Acı çekmeye gönüllü olmak... bilmek ile bilmemek arasında kalan bilincin istemsiz günahı.

İnanmayagörsün insan, bütün bunları niye yaptığını bilmez, niye kendini bu yalnızlığa mahkum ettiğini, niye hayatını boş hayaller için yok ettiğini asla bilmez, bilemez, ve fakat bir daha dünyaya gelecek olsa pekala yine aynı yollardan yürüyeceğini gayet iyi bilir, tıpkı “Gönül Yarası”nın (Yavuz Turgul, 2005) Nazım’ı gibi.

- Hepimiz hayallerimizin kurbanıyız.
Benim adım niye Nazım?
Senin adın Piraye?
Abinin Memet?
Niye?





İzleyicinin bu adların açığa çıkardığı ideolojik imgelemin izini sürmesinden daha doğal ne olabilir? Zamanında böyle de oldu nitekim, ve “Gönül Yarası” ortak bilincimizin derinliklerindeki o asil yerine belki büyük ölçüde duyumsanmış ama asla çözümlenmemiş bir başyapıt olarak yerleşti.

Bir yanda Nazım, öte yanda Dünya...

Dünya, evet, gerçekte bütün Nazım’ların ömürleri boyunca yüzçevirdikleri dilberin ta kendisi!

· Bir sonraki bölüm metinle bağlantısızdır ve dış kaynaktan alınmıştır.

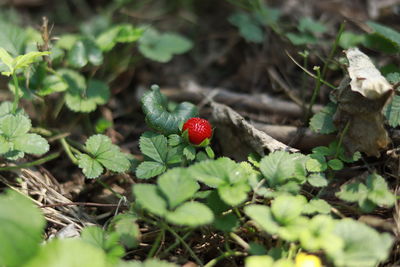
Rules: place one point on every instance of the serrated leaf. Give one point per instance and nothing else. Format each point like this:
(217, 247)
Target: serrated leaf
(317, 206)
(278, 167)
(148, 197)
(21, 229)
(189, 152)
(149, 169)
(335, 164)
(6, 58)
(191, 214)
(286, 208)
(177, 186)
(90, 167)
(262, 215)
(154, 146)
(234, 194)
(317, 180)
(322, 122)
(12, 126)
(77, 56)
(108, 154)
(158, 117)
(363, 246)
(392, 111)
(31, 144)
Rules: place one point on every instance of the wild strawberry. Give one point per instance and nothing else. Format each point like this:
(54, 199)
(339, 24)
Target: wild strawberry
(198, 130)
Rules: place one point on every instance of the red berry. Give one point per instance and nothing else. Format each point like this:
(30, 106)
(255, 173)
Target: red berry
(198, 130)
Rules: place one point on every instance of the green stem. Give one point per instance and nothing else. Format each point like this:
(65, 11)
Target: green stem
(67, 149)
(342, 134)
(33, 163)
(16, 93)
(156, 244)
(227, 254)
(333, 50)
(183, 242)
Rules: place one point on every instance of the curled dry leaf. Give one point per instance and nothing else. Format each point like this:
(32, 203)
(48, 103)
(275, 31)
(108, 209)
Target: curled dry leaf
(361, 99)
(238, 137)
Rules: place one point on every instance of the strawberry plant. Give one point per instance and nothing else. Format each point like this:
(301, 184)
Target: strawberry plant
(174, 193)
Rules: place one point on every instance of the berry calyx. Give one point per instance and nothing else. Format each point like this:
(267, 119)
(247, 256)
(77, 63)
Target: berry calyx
(198, 130)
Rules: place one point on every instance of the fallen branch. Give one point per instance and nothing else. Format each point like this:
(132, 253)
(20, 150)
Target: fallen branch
(260, 102)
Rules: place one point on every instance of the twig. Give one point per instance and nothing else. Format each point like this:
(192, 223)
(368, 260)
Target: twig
(79, 204)
(31, 164)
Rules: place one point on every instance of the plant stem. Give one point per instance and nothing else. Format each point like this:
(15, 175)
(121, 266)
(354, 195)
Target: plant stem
(315, 93)
(227, 254)
(109, 188)
(183, 242)
(16, 93)
(32, 163)
(67, 149)
(156, 244)
(333, 50)
(342, 134)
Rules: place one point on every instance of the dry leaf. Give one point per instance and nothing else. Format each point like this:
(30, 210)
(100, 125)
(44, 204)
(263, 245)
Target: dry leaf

Sözümona bütün güzelliğiyle, bütün işvesiyle, bütün tutulamazlığıyla yakıcı yıkıcı bir dünya.

Ancak Nazım’ların peşinden koştukları değil, inadına ve ısrarla kendisinden yüzçevirdikleri bir dünya!

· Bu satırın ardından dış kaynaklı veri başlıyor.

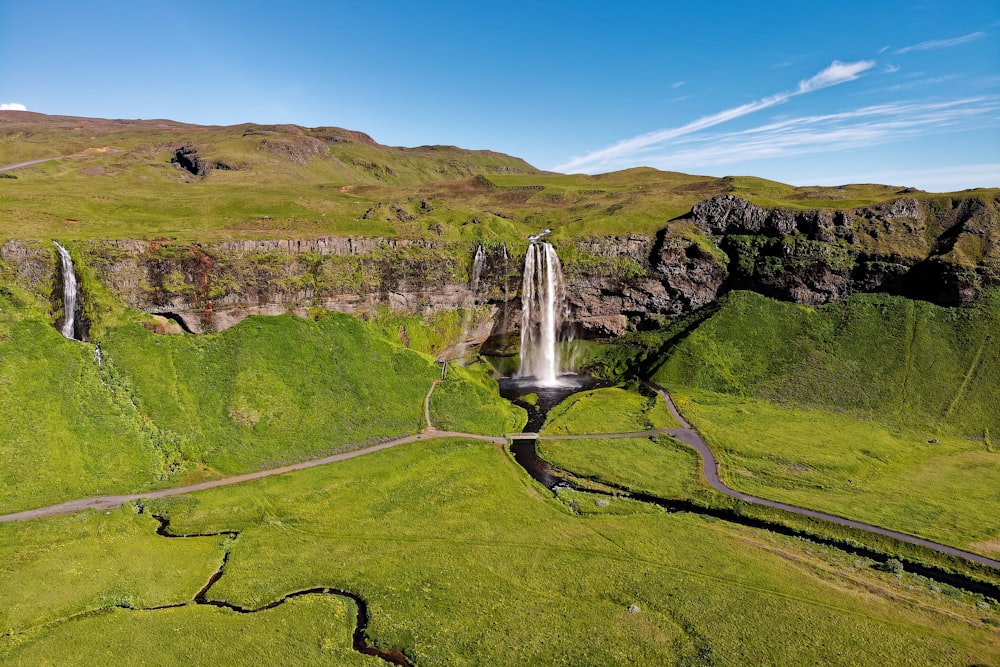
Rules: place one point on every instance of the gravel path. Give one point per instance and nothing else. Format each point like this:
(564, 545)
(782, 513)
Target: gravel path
(710, 469)
(686, 434)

Bu yüzden tamıtamına bir yasak aşk, klişe sanılmasın, aksine, bir ömür boyu sadece ideallerinin peşinden koşmuş bir adamın onca yıldan sonra, kendine, hadi başkaları bir yana, bizzat kendisinin bile yakıştıramayacağı denli uzak bir dünya!

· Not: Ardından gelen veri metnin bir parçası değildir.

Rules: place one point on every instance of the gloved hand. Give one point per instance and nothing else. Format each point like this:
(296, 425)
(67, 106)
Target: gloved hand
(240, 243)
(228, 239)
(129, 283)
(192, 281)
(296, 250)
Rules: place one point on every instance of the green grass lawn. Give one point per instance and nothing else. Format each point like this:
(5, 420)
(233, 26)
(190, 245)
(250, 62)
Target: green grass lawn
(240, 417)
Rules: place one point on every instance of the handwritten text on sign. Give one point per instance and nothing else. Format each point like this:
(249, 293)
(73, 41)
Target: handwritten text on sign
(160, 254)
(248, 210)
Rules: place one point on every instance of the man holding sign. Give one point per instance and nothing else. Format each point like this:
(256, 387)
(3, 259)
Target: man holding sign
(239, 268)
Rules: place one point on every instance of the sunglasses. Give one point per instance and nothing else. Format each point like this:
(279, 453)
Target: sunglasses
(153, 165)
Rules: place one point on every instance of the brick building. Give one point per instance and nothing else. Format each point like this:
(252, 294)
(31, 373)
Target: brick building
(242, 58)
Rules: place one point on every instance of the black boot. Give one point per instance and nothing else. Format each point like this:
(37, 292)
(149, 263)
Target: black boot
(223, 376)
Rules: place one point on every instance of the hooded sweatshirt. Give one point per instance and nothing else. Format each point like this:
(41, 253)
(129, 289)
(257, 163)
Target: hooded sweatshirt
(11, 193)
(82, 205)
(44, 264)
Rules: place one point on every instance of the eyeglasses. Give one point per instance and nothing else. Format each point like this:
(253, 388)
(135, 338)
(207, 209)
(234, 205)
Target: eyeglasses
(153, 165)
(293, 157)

Meltem Cumbul kadar çekici bir dünya.

Sözün özü, yasak ve nâ-meşrû bir dünya! (Sordum sual ettim kimin yârisin/Ben sormadan dolu gibi döküyü)

Peki ama, o güzelin adı niçin Dünya?

Kesinlikle bir rastlantı değil, seçim.

İmdi bu seçimdeki duyguyu bir yana bırakıp düşünceyi izleyelim.

* * *

Dünya sadece yeryüzünü veya yerküreyi imleyen bir ad değil, yanısıra, içinde koca bir ideoloji de saklıyor.

The Earth... Die Erde... La Terre...

Dünya bu üç sözcüğün eşanlamlısı değil, çünkü üçü de yeryüzü anlamına gelir; yeryüzü, yani yerin üstü, ayağımızın altı: toprak.

The World... Die Welt... Le Monde...

Dünya ne yazık ki bu üç sözcüğün de eşanlamlısı değil, çünkü üçünün de imlediği alan dünyadan geniş: âlem veya evren, bu nedenle eğretilemeli anlamı: tüm, bütün, tam.

Bilen bilir, bir sözcüğün anlamını karşıtıyla belirlemek en sağın yollardan biridir: dünya’nın karşıtı sema, yani gök.

Sözü niçin uzatıyoruz, hal böyleyse, dünya-sema karşıtlığının yerine arz-sema (yer-gök) çiftini kullanamaz mıyız?

Sözcüklerin toprağını biraz daha kazmak koşuluyla, elbette hayır!

Sema sümuvdan, dünya dünuvdan gelir ve ilki yukarıda olmayı, ikincisi aşağıda olmayı imler: önce mekan itibariyle, sonra değer itibariyle yukarıda ve aşağıda (ulvi-süfli) olmayı.

İşte tam da burada, aşağıda olan bir çırpıda aşağılık olana evrilirken, dünya sözcüğü de “aşağıdaki yer” anlamını bırakıp “aşağılık yer” anlamını kazanmakla kalmaz, tıpkı dünya gibi içindeki neşe ve hazların tümü de bu aşağılanmadan payını alır.

* * *

Dünyadan yüzçevirmekle koşulur büyük tutkuların peşinden, hem de dünyaya ve onun sunduğu hazlara rağmen; bu yüzden küçümsenir, dudak bükülür, yadsınır, reddedilir, inkar edilir, olabildiğince aşağılanır.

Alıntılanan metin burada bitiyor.